When the specific registry was initiated in 2012 the main goal was to collect clinical and procedural data from all German interventional sites in order to get an almost complete overview of the procedures. As the participation of the sites is voluntary, the number of items is limited with the entry of particular items defined as optional, e.g. the ASPECTS of the initial CT, in order to keep data entry as simple and feasible as possible. Moreover, clinical items such as vascular risk factors and comorbidities are currently not collected. This limits the interpretation of our data, especially when regarding subgroups of indications, logistic parameters or clinical outcome data. From a scientific point of view this concept leads to a loss of robustness and quality of the collected data, especially in comparison to data of controlled clinical studies. To overcome this limitation, the selection of the collected items is monitored and up-dated annually by members of the quality assurance program working group of the DeGIR/DGNR board.

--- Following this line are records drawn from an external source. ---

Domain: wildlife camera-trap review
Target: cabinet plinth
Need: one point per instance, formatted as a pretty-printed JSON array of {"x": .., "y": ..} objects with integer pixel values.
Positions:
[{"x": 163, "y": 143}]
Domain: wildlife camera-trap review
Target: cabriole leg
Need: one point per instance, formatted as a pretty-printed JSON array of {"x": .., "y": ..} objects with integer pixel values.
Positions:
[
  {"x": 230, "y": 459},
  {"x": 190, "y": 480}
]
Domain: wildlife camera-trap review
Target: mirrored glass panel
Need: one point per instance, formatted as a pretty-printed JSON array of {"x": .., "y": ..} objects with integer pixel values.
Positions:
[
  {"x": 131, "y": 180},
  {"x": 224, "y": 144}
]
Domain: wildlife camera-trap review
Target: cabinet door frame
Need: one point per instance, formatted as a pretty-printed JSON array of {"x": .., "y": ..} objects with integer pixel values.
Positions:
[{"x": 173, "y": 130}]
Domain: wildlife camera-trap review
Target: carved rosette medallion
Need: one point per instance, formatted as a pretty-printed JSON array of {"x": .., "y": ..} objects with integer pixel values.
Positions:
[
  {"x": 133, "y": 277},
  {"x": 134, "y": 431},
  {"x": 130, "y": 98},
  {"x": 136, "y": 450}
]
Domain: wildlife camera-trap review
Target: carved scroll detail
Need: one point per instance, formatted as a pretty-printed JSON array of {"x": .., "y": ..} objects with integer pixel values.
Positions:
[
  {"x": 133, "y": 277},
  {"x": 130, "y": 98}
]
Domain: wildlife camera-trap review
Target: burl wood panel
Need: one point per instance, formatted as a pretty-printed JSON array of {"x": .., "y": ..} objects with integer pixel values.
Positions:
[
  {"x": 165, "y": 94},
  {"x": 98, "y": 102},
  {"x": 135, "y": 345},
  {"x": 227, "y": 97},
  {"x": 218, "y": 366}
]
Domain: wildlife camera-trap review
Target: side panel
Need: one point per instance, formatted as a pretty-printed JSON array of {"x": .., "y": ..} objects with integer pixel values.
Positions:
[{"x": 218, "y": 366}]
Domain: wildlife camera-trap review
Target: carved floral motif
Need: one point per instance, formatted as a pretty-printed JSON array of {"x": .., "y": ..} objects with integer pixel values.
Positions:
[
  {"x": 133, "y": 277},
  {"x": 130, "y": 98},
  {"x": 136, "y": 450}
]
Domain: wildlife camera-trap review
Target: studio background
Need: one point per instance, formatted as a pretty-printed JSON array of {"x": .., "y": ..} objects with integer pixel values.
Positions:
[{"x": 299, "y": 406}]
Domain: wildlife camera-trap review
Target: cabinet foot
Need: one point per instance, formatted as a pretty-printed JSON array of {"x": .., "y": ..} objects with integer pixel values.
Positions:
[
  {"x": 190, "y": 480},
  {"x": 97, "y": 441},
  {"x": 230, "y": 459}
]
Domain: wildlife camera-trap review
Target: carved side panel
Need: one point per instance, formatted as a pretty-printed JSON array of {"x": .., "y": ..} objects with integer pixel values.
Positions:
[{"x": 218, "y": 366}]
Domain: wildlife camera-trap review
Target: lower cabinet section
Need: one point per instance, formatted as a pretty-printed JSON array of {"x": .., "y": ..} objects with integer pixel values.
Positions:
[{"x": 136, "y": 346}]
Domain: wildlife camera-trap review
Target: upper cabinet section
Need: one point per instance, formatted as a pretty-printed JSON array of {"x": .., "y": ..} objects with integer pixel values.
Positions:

Another limitation is the current lack of long-term follow-up data, especially the clinical outcome at 90 days after treatment. This issue has been discussed intensively when starting the nationwide database and was waived due to practical reasons since follow-up visits are currently not reimbursed; however, as the database is continuously improved, the concern of long-term data might be added in the future, depending on changes within the healthcare system and IT structure.

Perspective

The continuous development of the nationwide database with its high number of recorded cases bears several areas of interest: The data might even provide a more detailed insight in the quality of endovascular stroke centers and might be used for clinical research on special topics, e.g. the effectiveness and safety of thrombectomy in stroke subgroups, logistic or radiation parameters, or the comparison of high-volume and low-volume centers.

Moreover, it can be used for monitoring the treatment quality, both on a general nationwide scale, when comparing the actual results with preceding years, and on an individual basis for each participating center, when comparing the own results with the nationwide average results and of course the outcomes of randomized controlled trials.